Adaptive Data Analysis in a Balanced Adversarial Model

In adaptive data analysis, a mechanism gets $n$ i.i.d. samples from an unknown distribution $D$, and is required to provide accurate estimations to a sequence of adaptively chosen statistical queries with respect to $D$. Hardt and Ullman (FOCS 2014) and Steinke and Ullman (COLT 2015) showed that in general, it is computationally hard to answer more than $\Theta(n^2)$ adaptive queries, assuming the existence of one-way functions.
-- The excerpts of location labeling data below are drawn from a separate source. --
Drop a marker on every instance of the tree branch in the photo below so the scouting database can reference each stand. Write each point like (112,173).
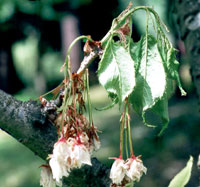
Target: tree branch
(188,13)
(26,123)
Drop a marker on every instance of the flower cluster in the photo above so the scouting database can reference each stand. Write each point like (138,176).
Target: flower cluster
(77,136)
(46,178)
(123,172)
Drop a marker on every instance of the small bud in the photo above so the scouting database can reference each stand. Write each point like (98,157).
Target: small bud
(118,171)
(46,178)
(135,169)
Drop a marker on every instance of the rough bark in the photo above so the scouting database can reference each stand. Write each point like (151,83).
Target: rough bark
(188,22)
(25,122)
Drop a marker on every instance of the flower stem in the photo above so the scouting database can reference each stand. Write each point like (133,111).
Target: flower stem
(70,48)
(122,135)
(88,97)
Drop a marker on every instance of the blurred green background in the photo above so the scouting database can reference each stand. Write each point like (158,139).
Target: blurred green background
(34,38)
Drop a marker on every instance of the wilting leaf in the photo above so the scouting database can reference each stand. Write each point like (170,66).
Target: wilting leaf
(183,177)
(150,76)
(116,71)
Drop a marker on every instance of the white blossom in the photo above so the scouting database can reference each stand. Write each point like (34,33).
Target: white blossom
(80,155)
(60,160)
(46,178)
(118,171)
(97,144)
(135,169)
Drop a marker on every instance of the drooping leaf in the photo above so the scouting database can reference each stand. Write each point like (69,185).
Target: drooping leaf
(150,75)
(168,54)
(115,101)
(116,70)
(183,177)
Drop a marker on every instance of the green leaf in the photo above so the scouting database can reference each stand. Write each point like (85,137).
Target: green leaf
(168,54)
(182,178)
(115,101)
(116,71)
(151,80)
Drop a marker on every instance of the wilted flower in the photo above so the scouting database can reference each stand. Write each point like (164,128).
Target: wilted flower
(118,171)
(97,144)
(135,169)
(46,178)
(80,155)
(60,160)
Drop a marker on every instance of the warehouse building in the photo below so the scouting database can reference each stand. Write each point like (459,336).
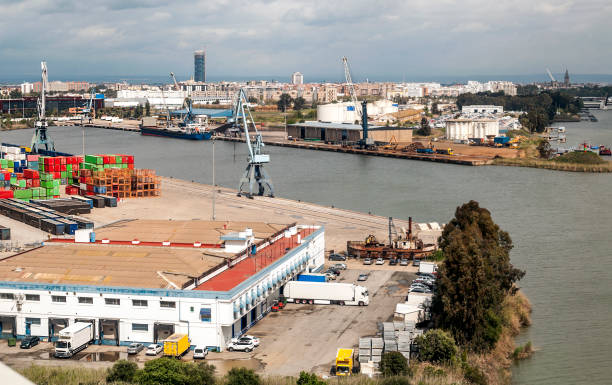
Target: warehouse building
(344,132)
(144,280)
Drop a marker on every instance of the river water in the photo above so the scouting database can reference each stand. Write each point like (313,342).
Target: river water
(560,222)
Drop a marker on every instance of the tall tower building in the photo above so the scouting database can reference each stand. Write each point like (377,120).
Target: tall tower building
(199,63)
(297,78)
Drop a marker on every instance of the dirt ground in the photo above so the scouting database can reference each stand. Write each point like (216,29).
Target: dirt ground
(299,337)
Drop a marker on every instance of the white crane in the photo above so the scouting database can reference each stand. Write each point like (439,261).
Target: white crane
(351,87)
(40,140)
(255,172)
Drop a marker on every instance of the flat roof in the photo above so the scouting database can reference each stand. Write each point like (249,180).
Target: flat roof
(345,126)
(206,232)
(109,265)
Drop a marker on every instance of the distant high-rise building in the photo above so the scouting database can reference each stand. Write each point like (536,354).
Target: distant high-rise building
(199,62)
(297,78)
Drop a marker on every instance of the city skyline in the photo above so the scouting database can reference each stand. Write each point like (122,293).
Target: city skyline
(271,39)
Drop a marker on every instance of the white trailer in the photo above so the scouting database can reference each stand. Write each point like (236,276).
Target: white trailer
(325,293)
(73,339)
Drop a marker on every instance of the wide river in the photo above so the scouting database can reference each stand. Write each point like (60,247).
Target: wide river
(560,222)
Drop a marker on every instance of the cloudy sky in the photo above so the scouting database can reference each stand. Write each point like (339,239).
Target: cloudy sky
(403,39)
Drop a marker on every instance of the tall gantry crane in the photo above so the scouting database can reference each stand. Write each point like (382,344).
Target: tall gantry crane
(40,140)
(351,87)
(255,174)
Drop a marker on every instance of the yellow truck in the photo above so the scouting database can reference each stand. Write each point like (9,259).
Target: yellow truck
(345,362)
(176,345)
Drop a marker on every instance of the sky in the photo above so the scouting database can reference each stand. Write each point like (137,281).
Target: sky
(247,39)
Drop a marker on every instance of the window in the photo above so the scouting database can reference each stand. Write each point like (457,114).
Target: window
(140,327)
(167,304)
(140,302)
(205,314)
(86,300)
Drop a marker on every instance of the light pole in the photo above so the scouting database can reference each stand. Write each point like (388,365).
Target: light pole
(214,188)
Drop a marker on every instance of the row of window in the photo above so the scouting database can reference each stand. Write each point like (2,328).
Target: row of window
(89,300)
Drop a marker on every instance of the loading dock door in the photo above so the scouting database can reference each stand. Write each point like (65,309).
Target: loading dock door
(92,322)
(55,325)
(8,326)
(109,332)
(162,331)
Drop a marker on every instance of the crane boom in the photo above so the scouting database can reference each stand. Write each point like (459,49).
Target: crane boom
(351,87)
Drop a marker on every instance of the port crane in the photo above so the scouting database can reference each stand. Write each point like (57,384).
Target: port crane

However, these negative results strongly rely on an adversarial model that significantly advantages the adversarial analyst over the mechanism, as the analyst, who chooses the adaptive queries, also chooses the underlying distribution $D$. This imbalance raises questions with respect to the applicability of the obtained hardness results -- an analyst who has complete knowledge of the underlying distribution $D$ would have little need, if at all, to issue statistical queries to a mechanism which only holds a finite number of samples from $D$. We consider more restricted adversaries, called \emph{balanced}, where each such adversary consists of two separated algorithms: The \emph{sampler} who is the entity that chooses the distribution and provides the samples to the mechanism, and the \emph{analyst} who chooses the adaptive queries, but has no prior knowledge of the underlying distribution (and hence has no a priori advantage with respect to the mechanism). We improve the quality of previous lower bounds by revisiting them using an efficient \emph{balanced} adversary, under standard public-key cryptography assumptions. We show that these stronger hardness assumptions are unavoidable in the sense that any computationally bounded \emph{balanced} adversary that has the structure of all known attacks, implies the existence of public-key cryptography.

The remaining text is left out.